At Teys, our objective for sustainability is to do our part to build better futures for our people, our local communities (many in regional Australia), and our planet.
Like many organisations, we are on a journey and Teys is committed to developing, learning, and sharing environmental best practice across all our operations, as we do our best to make positive change for our business and for our industry.
My goal as Chief of Sustainability is to facilitate the positive change required, leverage the expertise in our business, engage partners for success, and support our people to improve their performance in reducing our environmental footprint. By also focusing on what we are tracking and how we are progressing, it enables us to all measure meaningful change, and celebrate our wins together.
Q. Does this sustainability role exist in other meat processing plants either in Australia or overseas?
The meat processing industry, in many markets, here and overseas, is working to drive and improve its sustainability performance. There are sustainability experts and partners across the industry all seeking to make a difference. Other companies may have different roles and models, or be at a different point on their journey. This is very positive as there is a groundswell of increased focus in the meat processing industry with people and technology key to enabling the positive change required.

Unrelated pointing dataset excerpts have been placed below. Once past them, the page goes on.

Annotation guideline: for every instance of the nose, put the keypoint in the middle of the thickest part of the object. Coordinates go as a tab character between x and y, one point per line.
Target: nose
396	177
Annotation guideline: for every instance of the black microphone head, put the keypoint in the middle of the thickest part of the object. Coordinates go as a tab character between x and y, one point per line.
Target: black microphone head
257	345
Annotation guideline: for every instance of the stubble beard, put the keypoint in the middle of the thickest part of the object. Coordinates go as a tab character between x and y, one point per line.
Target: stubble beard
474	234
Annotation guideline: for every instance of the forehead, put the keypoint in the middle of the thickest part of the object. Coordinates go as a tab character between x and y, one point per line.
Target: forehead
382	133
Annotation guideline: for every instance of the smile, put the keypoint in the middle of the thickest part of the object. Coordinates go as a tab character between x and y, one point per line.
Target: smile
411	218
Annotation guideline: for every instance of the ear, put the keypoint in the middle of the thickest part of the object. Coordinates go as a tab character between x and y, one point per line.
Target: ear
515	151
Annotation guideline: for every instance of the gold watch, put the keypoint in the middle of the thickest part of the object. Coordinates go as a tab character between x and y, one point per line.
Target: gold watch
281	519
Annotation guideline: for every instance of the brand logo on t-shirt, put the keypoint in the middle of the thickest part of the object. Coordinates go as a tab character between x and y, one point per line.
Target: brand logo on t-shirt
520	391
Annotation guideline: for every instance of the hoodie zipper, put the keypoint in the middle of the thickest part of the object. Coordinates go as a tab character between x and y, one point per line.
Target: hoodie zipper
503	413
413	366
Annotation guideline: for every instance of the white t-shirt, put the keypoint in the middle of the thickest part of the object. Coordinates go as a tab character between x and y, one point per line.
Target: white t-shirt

Q. What is your advice to red meat processors around the importance of energy efficiency?
Energy efficiency is certainly a key focus area and continued innovation around energy is critical for driving sustainable outcomes for our industry.
As recent times have seen energy prices rise across the globe, this requires further vigilance and a mindset that is focused on lean manufacturing – where every kilowatt-hour of power, tonne of steam and drop of water counts.

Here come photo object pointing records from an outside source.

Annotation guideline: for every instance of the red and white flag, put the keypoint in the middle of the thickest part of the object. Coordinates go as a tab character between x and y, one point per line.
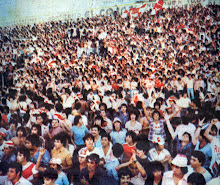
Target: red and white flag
158	6
134	12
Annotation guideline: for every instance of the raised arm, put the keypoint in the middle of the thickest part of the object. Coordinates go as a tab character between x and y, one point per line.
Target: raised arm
198	130
170	127
206	134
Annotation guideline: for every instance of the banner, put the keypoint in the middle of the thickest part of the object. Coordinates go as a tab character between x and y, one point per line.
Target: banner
37	11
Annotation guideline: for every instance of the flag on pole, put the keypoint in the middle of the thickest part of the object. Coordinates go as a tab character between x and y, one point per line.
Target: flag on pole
135	12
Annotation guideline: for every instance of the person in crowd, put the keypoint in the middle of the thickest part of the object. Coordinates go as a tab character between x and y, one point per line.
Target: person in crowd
93	174
15	175
79	131
159	153
28	168
9	152
133	124
33	144
118	134
155	173
178	174
61	152
56	165
196	162
50	175
196	179
129	144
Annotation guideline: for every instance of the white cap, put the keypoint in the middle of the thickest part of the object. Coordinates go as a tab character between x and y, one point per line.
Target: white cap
55	161
158	140
116	120
180	160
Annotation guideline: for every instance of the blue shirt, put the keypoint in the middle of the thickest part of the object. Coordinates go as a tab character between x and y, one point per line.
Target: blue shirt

Energy efficiency and more importantly energy productivity, when done well, can deliver many benefits including reducing maintenance effort and costs as well as reducing longer term capital outlay of future renewable projects.
Q. What are some things Teys is doing around energy efficiency?
Teys has a suite of energy efficiency projects and programs delivering results as part of our overall sustainability investment.
A practical example impacting all our sites has been a dedicated focus over the last 3-5 years on refrigeration efficiency. In red meat processing its core business is to make the product cold - so we should be really good at it. Teys has adopted and standardised many of the strategies mentioned in the AMPC refrigeration energy efficiency solutions LinkedIn page, such as variable head pressure control. We are seeing good results and it is just one example where every saving counts. In fact, our combined efforts across multiple projects and improved tracking, have seen a real reduction in Scope 1 and 2 emissions intensities for Teys by over 18% in 2021.
But we know there is more to do, which is why we’ve increased our sustainability capex program over the coming five years.
Q. What other ways can processing plants be energy efficient? What are some practical things plants can do to become energy efficient?
The team at Teys is always monitoring the market and drawing on insights, partners, and industry research to inform our operations.
Three practical aspects come to mind that can drive positive energy efficient outcomes:
Measurement - internally, our continued focus on measurement. Are metrics shared and understood? Do all teams know how they can practically make a difference in their area? What are the top areas for energy and hot water use? How are they tracking? Relentless focus drives enhanced performance.
Conversations and collaboration – leveraging both internal and external expertise and advice can assist in driving positive outcomes for improved energy efficiency.
Look outside - look outside at other industries also facing these challenges and assess them for performance opportunities too. Many industries are working through sustainability imperatives and continuous improvement opportunities in energy efficiency can often be shared and applied for the benefit of all.